In two shakes of a lamb’s tale, she is on the set of To Have and Have Not, which was followed by The Big Sleep, in which she consolidated her way of coming across as “tough, aggressively sexy, and a tiny bit arrogant.” Bogart separated from Mayo, married Bacall in 1945, and the infatuation-to-bored-disillusion-and-indifference pattern was about to be repeated. “Nothing is ever as good as it is at the beginning,” Bacall reflected, and when she declined to join her husband on his yacht with his drinking buddies, “Bogart went, anyway.” Not old enough legally to drink in any event, Bacall said: “I hated what that much liquor did to him.” She certainly didn’t appreciate the booze-induced “white-faced anger that cannot be appeased.”
What rescued them, paradoxically, and forestalled divorce, was the chain-smoking Bogart’s terminal cancer.
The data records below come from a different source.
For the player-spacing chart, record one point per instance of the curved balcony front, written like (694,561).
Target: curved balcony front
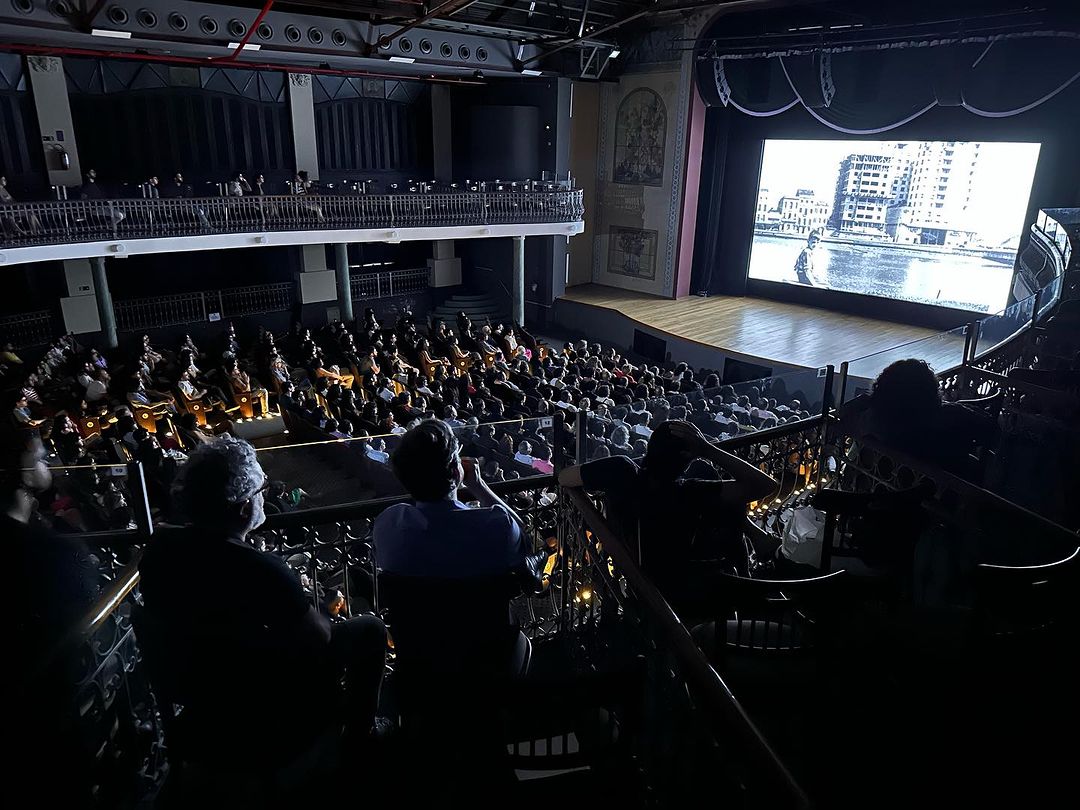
(69,229)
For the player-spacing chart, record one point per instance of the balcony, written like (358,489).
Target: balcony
(66,229)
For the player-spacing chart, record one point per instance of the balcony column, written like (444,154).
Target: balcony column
(105,312)
(345,287)
(49,88)
(444,266)
(517,282)
(301,115)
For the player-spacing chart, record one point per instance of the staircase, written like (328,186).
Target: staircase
(480,308)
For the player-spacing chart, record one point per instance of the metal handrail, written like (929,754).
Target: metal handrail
(706,687)
(55,221)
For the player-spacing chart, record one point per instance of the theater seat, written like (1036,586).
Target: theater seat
(215,760)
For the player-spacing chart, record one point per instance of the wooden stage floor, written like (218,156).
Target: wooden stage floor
(770,331)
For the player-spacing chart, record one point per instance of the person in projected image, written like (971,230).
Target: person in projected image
(804,265)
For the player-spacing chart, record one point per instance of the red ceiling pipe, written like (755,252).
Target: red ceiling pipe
(210,62)
(251,32)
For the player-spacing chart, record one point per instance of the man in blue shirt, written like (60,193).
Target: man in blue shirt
(441,536)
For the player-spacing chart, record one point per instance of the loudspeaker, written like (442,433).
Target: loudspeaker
(649,347)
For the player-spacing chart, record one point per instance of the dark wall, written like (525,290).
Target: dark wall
(518,133)
(166,273)
(487,138)
(22,160)
(136,119)
(732,159)
(373,129)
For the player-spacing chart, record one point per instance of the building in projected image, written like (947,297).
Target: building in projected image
(935,211)
(869,190)
(913,193)
(802,213)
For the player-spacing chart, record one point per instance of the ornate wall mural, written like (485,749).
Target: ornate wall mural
(632,252)
(640,133)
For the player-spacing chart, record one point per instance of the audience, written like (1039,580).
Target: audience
(230,661)
(672,520)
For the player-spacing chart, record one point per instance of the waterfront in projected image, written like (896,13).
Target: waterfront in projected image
(939,278)
(930,221)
During The African Queen he experienced fatigue and shortness of breath. His oesophagus was removed during a nine-and-a-half-hour operation, and the surgeons withheld the truth about the extent of the malignancy. Nursed by Bacall, Bogart died in January 1957. “I’ll never get married again. Never,” Bacall stipulated, before immediately chasing after Frank Sinatra, who thought her “too pushy” and asked her to leave his house. She then pursued Jason Robards, another drunkard. That match didn’t last long.
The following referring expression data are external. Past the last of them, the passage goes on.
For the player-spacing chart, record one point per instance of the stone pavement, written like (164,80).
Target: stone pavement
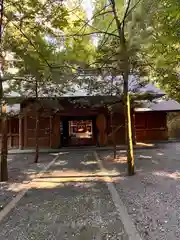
(152,196)
(69,201)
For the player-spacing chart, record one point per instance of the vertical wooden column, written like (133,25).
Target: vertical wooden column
(133,123)
(50,131)
(25,130)
(9,121)
(20,133)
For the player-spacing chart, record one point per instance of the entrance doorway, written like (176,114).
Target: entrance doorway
(77,131)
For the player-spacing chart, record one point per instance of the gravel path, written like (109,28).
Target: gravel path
(152,196)
(20,168)
(70,201)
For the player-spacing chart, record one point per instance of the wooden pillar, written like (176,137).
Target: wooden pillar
(25,131)
(20,133)
(133,127)
(10,132)
(50,131)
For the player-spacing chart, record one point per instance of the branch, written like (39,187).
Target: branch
(133,7)
(31,43)
(126,13)
(95,15)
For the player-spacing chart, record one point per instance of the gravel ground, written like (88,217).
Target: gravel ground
(152,196)
(76,205)
(20,168)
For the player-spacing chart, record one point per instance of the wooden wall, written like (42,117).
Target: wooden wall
(116,124)
(13,132)
(151,126)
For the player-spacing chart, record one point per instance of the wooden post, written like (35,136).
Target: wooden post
(133,128)
(50,131)
(20,133)
(25,131)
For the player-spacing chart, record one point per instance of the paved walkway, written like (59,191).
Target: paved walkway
(69,201)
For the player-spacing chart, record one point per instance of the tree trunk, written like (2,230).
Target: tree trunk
(124,67)
(37,138)
(128,129)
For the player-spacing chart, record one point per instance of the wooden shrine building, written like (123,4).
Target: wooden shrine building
(76,121)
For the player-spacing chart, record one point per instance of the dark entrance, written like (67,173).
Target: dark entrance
(78,131)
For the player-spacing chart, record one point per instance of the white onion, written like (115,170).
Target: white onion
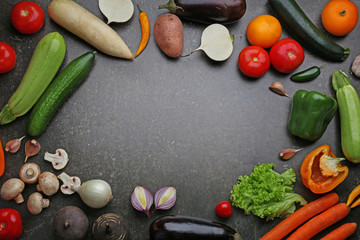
(95,193)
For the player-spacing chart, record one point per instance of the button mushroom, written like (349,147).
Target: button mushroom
(69,183)
(29,173)
(70,222)
(48,183)
(12,189)
(36,203)
(59,159)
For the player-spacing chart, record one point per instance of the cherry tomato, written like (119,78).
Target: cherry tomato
(254,61)
(7,57)
(10,224)
(223,209)
(286,55)
(27,17)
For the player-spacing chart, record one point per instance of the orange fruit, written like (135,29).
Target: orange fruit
(264,31)
(339,17)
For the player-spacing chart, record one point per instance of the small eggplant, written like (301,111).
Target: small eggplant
(190,228)
(207,11)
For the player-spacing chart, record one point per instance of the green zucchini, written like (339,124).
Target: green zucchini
(58,91)
(299,24)
(349,107)
(44,64)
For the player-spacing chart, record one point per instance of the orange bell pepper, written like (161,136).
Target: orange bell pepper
(321,171)
(2,160)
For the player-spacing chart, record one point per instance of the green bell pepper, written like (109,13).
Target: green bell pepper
(311,113)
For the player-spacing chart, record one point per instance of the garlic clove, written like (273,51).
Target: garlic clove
(142,200)
(13,145)
(278,87)
(288,153)
(32,147)
(165,198)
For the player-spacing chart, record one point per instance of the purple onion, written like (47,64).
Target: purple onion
(165,198)
(142,200)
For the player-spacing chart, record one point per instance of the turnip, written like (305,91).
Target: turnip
(117,10)
(216,42)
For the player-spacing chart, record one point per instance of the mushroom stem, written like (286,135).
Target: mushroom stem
(19,199)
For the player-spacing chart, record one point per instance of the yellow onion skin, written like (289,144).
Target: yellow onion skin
(95,193)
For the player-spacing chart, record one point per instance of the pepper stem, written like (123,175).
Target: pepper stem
(329,165)
(171,6)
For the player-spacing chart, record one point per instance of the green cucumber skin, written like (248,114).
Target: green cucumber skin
(58,92)
(44,64)
(349,107)
(308,34)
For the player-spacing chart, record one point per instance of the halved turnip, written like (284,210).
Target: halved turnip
(117,10)
(216,42)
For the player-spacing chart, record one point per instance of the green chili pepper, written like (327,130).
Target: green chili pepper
(306,75)
(311,112)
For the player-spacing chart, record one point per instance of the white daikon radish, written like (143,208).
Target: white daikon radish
(216,42)
(117,10)
(88,27)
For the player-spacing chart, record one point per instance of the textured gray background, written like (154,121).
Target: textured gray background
(190,122)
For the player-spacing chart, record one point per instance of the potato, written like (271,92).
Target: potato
(168,33)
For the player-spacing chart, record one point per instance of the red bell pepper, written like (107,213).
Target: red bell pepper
(10,224)
(321,171)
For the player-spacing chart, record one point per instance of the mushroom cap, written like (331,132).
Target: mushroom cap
(48,183)
(59,159)
(70,223)
(29,173)
(12,189)
(36,203)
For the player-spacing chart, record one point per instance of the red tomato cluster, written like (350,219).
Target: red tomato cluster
(223,209)
(285,56)
(27,17)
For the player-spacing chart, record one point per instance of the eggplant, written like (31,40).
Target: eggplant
(207,11)
(190,228)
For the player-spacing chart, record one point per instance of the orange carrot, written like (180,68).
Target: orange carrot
(2,160)
(300,216)
(145,31)
(320,222)
(354,193)
(341,232)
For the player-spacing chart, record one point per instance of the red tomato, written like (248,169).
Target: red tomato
(27,17)
(10,224)
(7,57)
(286,55)
(223,209)
(254,61)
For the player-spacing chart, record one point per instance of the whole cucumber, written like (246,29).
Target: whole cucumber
(44,64)
(349,107)
(299,24)
(58,91)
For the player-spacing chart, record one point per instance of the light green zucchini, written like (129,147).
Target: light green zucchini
(44,64)
(349,107)
(58,91)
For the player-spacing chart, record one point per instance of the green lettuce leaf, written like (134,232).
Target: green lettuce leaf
(266,193)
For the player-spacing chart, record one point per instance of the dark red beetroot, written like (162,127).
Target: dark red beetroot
(207,11)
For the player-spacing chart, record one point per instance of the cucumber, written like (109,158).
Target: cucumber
(44,64)
(349,108)
(58,91)
(298,23)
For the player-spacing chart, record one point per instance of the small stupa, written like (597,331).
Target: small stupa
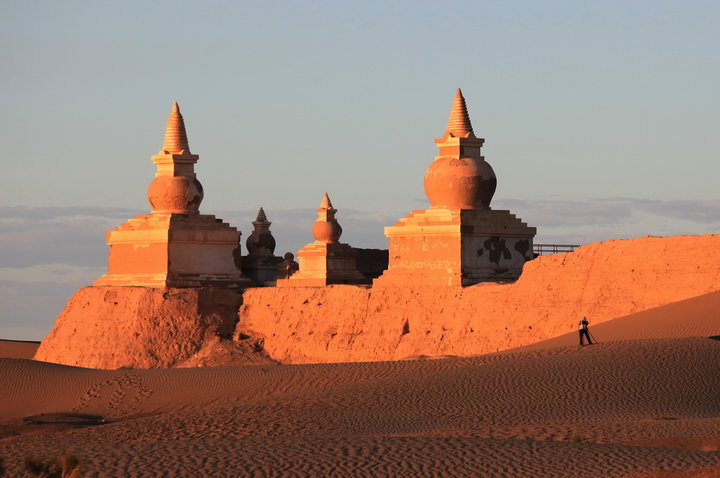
(459,240)
(175,245)
(325,261)
(260,264)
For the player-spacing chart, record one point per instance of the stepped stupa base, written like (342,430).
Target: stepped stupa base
(456,247)
(325,264)
(173,250)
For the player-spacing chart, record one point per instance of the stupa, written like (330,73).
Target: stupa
(459,240)
(175,245)
(260,264)
(325,261)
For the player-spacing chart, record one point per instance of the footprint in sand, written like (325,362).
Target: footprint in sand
(119,395)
Bacall, “difficult, lonely and totally self-absorbed” in old age, became gruff-voiced, like a drag queen, and starred in Broadway musicals. She bought an apartment in the Dakota, overlooking Central Park, and overheard the gunshots which killed John Lennon (she was annoyed when the building was in the news, taking it personally that her privacy was invaded). Almost ninety when she died in 2014, she published her memoirs, editing Bogart’s earlier wives from the record, minimizing his drinking problems and “making light” of what Mann calls “potential domestic violence.”
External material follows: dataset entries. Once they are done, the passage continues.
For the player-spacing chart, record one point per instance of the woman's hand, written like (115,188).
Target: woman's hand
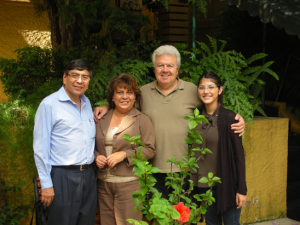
(240,200)
(101,161)
(240,126)
(99,112)
(115,158)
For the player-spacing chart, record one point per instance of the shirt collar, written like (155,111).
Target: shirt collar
(63,96)
(180,84)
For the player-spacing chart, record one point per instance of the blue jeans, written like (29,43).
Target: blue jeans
(230,217)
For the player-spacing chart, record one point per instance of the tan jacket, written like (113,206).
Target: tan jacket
(134,123)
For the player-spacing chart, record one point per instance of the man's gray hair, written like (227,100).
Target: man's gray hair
(166,50)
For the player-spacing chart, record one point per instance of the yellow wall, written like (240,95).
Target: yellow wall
(266,150)
(19,27)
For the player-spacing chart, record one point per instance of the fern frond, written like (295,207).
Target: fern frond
(223,45)
(213,43)
(271,72)
(255,57)
(255,75)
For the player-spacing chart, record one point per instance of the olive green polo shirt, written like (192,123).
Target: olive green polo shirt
(167,115)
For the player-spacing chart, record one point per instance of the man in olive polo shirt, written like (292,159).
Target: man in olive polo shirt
(166,101)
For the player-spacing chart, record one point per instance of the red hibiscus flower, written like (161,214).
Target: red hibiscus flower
(184,212)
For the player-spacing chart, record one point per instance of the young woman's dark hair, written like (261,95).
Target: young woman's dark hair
(126,81)
(216,79)
(80,65)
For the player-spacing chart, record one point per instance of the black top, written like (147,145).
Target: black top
(231,162)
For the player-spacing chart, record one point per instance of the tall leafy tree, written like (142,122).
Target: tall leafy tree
(72,22)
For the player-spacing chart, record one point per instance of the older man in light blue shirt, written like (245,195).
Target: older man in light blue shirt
(64,139)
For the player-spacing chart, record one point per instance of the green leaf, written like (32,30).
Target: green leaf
(192,124)
(126,137)
(196,112)
(203,180)
(155,170)
(143,190)
(174,214)
(136,137)
(199,142)
(189,140)
(189,117)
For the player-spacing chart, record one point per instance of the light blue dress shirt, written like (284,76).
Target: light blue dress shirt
(63,135)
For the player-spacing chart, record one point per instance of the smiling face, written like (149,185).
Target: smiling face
(75,87)
(123,99)
(166,71)
(209,92)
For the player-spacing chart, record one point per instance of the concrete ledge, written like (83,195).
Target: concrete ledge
(295,122)
(282,221)
(266,149)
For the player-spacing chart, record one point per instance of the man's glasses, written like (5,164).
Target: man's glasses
(209,88)
(75,76)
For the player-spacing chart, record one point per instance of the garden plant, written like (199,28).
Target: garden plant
(36,73)
(179,207)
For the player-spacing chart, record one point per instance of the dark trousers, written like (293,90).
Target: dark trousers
(75,197)
(116,203)
(160,184)
(230,217)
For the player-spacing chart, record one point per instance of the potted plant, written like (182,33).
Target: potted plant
(173,210)
(126,23)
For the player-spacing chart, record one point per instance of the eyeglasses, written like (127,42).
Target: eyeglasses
(75,76)
(209,88)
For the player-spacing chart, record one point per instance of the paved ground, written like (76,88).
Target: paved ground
(282,221)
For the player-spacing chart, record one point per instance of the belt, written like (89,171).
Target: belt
(76,167)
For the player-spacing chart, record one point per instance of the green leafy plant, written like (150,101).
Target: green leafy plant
(129,22)
(241,81)
(11,214)
(201,4)
(149,200)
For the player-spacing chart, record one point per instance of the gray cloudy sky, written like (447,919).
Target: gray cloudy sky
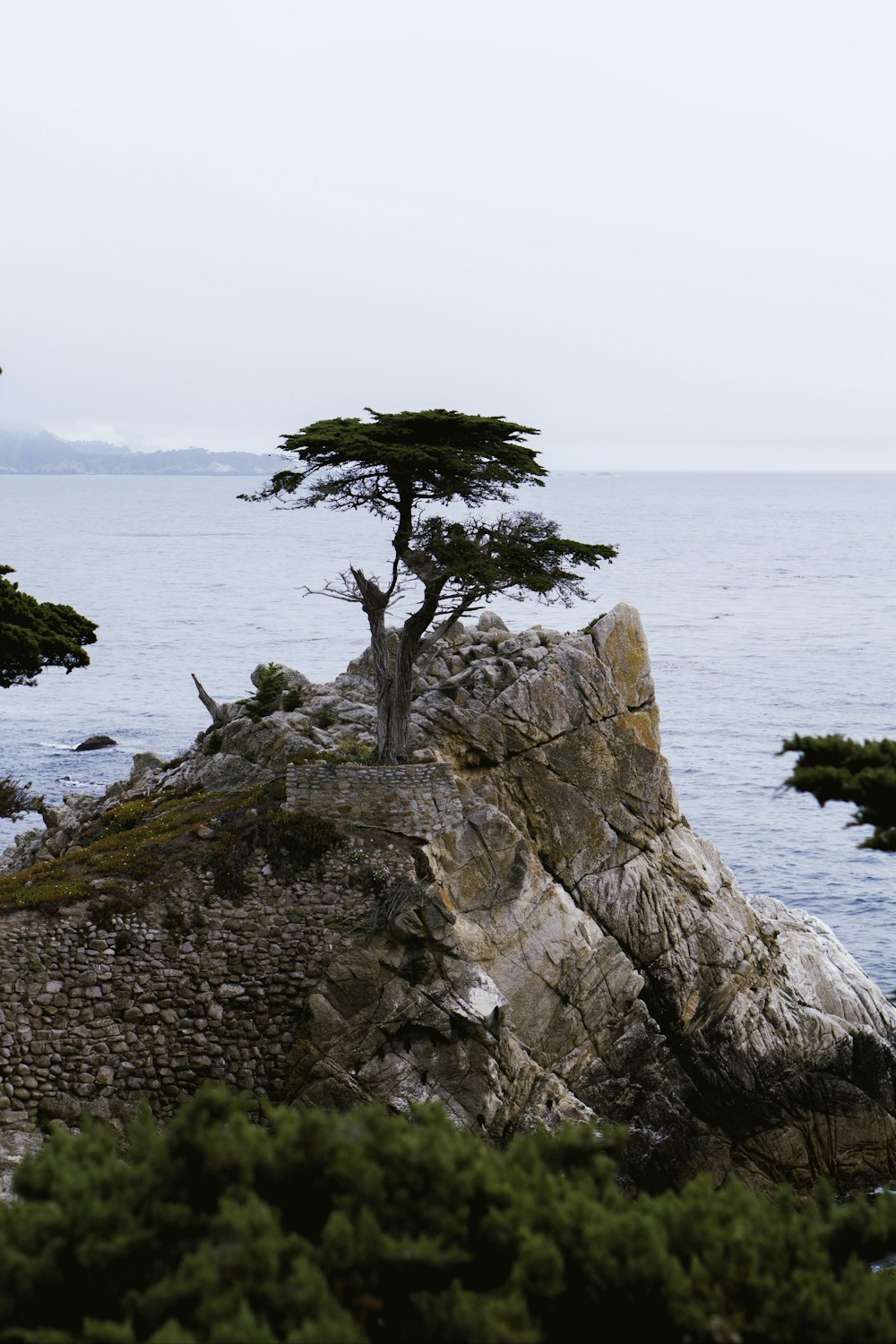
(659,230)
This book, picking apart the legend, is industrious and forensic — but another popular icon crashes to Earth as “callous and self-centered.” My Bogart, by contrast, will remain the one on screen who says to Bacall, when she flashes her thigh in The Big Sleep: “Go ahead and scratch.” As for Bacall, she invited me to a party at the Ivy once. I didn’t go. I can’t whistle.